Building a product-led growth engine on top of the data warehouse
Learn how we evolved our PLG engine to take advantage of our biggest asset: our data warehouse.
Kashish Gupta
July 14, 2022
9 minutes
Many of today’s biggest SaaS businesses have jumped on the product-led growth (PLG) bandwagon. By leveraging the product as a first-class go-to-market channel, companies can grow more efficiently. Sales cycles become shorter and acquisition costs begin to flatten.
Yet, there’s a perception that only large teams with big budgets can build PLG motions at scale, (e.g. Dropbox, Slack, Airtable), and that growth engineers need to write thousands of lines of code over multiple months just to execute simple experiments.
The modern data stack—exemplified by vendors like Snowflake, Fivetran, and dbt—has promised an alternative. By replacing application code with SQL queries and models, a business can build a high-caliber PLG engine…without outsized resources.
Making this transition does require changing the mental model of how the system should be architected, but our own journey at Hightouch shows that the payback can be tremendous.
It’s still early, but the results and velocity have been exciting. In writing this post, our goal is to engage with and learn from others who are driving similar innovations in PLG.
Building a PLG Engine on the Warehouse
As a PLG business ourselves, we’re always excited to push the envelope of what’s possible. Over the past two months, we migrated our entire PLG engine directly on top of our data warehouse (🤩).
We went beyond a simple implementation like “syncing data fields into Salesforce” and instead prioritized migrating key components of our business logic directly into our warehouse so we could focus on higher-level objectives like audience building, workflow sequencing, customer journeys, and experimentation.

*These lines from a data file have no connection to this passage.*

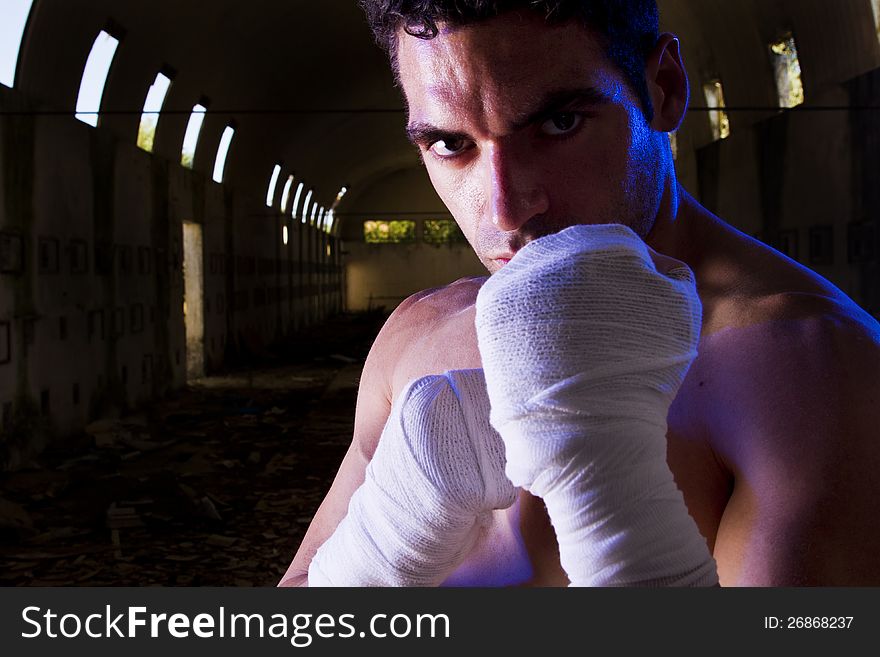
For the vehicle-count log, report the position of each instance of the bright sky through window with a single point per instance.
(273, 182)
(718, 119)
(305, 215)
(285, 193)
(191, 137)
(787, 67)
(91, 88)
(296, 200)
(15, 13)
(152, 108)
(222, 152)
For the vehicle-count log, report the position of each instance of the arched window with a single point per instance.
(191, 137)
(285, 193)
(273, 183)
(718, 119)
(787, 68)
(223, 152)
(296, 200)
(15, 15)
(91, 87)
(152, 109)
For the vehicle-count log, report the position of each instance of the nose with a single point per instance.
(514, 191)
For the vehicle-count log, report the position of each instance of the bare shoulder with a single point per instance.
(431, 332)
(791, 403)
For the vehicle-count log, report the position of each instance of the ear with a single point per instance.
(667, 83)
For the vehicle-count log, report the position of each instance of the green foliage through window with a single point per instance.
(389, 232)
(442, 231)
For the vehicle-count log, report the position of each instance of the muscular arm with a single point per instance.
(796, 420)
(373, 407)
(430, 332)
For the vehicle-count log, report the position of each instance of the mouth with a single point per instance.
(502, 259)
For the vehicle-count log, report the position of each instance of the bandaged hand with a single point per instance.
(436, 476)
(584, 346)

How We Do PLG at Hightouch
Our high-level implementation was standard. From a source perspective, we were interested in several classes of data, all loaded into Snowflake with Fivetran:
- Product usage: Our production database records plan entitlements. Our primary use case here is to target workspaces that are in overage (these are workspaces that have exceeded the usage allotted in their tier).

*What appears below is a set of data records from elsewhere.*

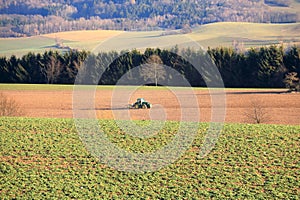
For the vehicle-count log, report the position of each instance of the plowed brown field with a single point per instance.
(277, 106)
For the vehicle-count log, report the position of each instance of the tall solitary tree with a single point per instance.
(153, 71)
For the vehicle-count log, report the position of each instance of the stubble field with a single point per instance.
(277, 106)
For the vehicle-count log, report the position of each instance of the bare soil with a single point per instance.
(277, 106)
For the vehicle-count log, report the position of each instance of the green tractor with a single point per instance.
(140, 103)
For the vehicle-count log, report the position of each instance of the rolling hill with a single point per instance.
(243, 35)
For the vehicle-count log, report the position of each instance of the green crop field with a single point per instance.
(44, 158)
(211, 35)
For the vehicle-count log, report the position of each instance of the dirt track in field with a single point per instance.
(277, 107)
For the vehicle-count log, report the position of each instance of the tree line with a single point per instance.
(257, 67)
(33, 17)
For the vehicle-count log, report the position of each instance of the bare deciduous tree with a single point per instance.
(9, 107)
(257, 113)
(153, 70)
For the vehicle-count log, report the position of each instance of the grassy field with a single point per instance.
(213, 35)
(44, 158)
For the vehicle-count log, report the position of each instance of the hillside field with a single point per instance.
(210, 35)
(42, 155)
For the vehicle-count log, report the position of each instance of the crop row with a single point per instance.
(45, 158)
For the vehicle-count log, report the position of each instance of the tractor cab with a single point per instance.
(140, 103)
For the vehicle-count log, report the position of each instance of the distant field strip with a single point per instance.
(210, 35)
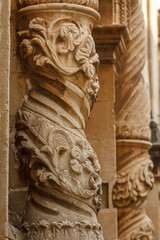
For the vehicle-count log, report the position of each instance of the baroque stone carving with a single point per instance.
(132, 108)
(63, 230)
(60, 166)
(122, 11)
(89, 3)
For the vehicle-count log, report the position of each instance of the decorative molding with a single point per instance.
(122, 12)
(61, 168)
(89, 3)
(133, 184)
(63, 230)
(132, 111)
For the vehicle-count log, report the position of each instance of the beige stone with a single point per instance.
(61, 168)
(4, 113)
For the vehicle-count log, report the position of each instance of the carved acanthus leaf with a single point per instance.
(63, 230)
(62, 48)
(129, 131)
(90, 3)
(133, 184)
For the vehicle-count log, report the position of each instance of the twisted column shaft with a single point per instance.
(132, 108)
(60, 166)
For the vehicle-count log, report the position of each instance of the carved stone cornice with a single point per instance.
(61, 168)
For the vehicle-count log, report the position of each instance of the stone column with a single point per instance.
(60, 166)
(4, 113)
(132, 110)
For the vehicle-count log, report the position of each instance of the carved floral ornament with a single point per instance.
(89, 3)
(61, 168)
(45, 160)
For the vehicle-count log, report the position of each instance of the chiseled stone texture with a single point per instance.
(4, 113)
(61, 168)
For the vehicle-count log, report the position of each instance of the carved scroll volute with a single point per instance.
(132, 110)
(61, 168)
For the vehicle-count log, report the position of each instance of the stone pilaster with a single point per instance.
(132, 109)
(60, 166)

- Campaign response: We use Hubspot for transactional emails. These emails notify users of escalations, and Hubspot helps capture valuable response data.
- Active sales opps: Our SFDC instance records open sales opportunities. In our marketing campaigns, we want to exclude workspaces tied to active sales conversations.
- Manual exclusions: Our team maintains a list of workspaces in Google Sheets to exclude from our upsell campaigns and we want to account for these exclusions.
We also wanted to use this data to drive various user-facing affordances. We drink our own champagne, as they say, and use Hightouch to trigger these workflows in end systems.
- In-app banners: built directly in our production database (Postgres)
- Paywalls: controlled via LaunchDarkly (we rolled out different types of product behaviors)
- Campaigns: run through Hubspot Workflows/Campaigns
- Targeted follow-ups: implemented as a report for SDRs in Salesforce
- Initial rep outreach: automated through tasks in Outreach
Our PLG Use Cases
With this migration, we were able to transition logic that otherwise would have lived in different systems—via static lists, workflow graphs, custom field logic and dynamic filters—and move it into dbt models and Hightouch syncs. There are several key components we’d like to call out.
Audience Building via Filters
We implemented audiences directly via dbt as nested models with incremental filters. The broadest audience (self-serve workspaces in overage) is sent to in-app affordances. Then a subset of this audience (workspaces with no active sales engagement) is sent to Hubspot for marketing automation. Finally, a more granular subset (workspaces with high usage) is sent to Salesforce for SDR outreach.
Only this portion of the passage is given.